In fact, I propose it’s not enough for journalists to cancel their subscriptions and refuse to buy the paper at Starbucks. It’s time for journalists to undertake acts of civil disobedience in order to save the journalism they believe in (not the pulp-with-ads package that has for so long delivered it, which is an entirely separate thing).
To ensure the principles of journalism–and the reporters, editors, visualists, and others who have the skills, passion and track record to produce it–move as soon as possible into the digital age, we must take action to destroy the hulking structure that stands in the way.
Today, every journalist who cares about news should put 50 cents in a street box, pull out all the papers, and throw them in the trash. Repeat daily until you get caught by the cops. Spend your night in jail, and have colleagues organize rallies and press conferences on your behalf when you are released.
You were only breaking a small law to make a big point, they’ll tell the assembled press. (What did you destroy, $6.50 in property, retail?) You were trying to save an institution vital to the democratic process. You had to turn to extralegal means only because conventional channels blocked civic progress, they’ll explain. Put the press conference clips on YouTube, and game Digg to make sure it gets circulated widely.
The day after your release, gather your colleagues en masse and bring bolt cutters, liberate the street boxes themselves, and take them to a landfill (burning would make better video, but it’s less environmentally responsible). Lock arms, light candles, and submit to mass arrest.
Journalists have done jail time to protect the First Amendment before, and that’s what they need to do here. If journalists don’t band together to preserve journalism in the digital world immediately, the marketeers, bloggeurs, real estate developers and technotweak gazillionniares will fill the news gap by creating “online newspapers” in communities everywhere. It is, of course, happening already.
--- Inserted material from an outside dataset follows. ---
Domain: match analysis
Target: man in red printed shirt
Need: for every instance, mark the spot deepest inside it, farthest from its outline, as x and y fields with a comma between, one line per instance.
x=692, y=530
Do not for a moment think these folks will launch electronic “news” operations that will hold government accountable, explore the messy guts democracy and speak truth to power. Their “news” operations will be designed to aggregate audience and monetize it. The content? Hire some of those producer kids just out of school.
If you think the paper barons of today don’t understand the value of real journalism, just wait until these clowns take over.
There will be no responsible press in the near future unless the folks who love it and believe in it force it into the new era as soon as possible. This push will not come from newsroom management. It will have to come from The People.
That’s my proposal, at least.
I sure hope it brings me some blog traffic.
Or–who knows?–maybe I’m just being satirical. It can be very hard to tell.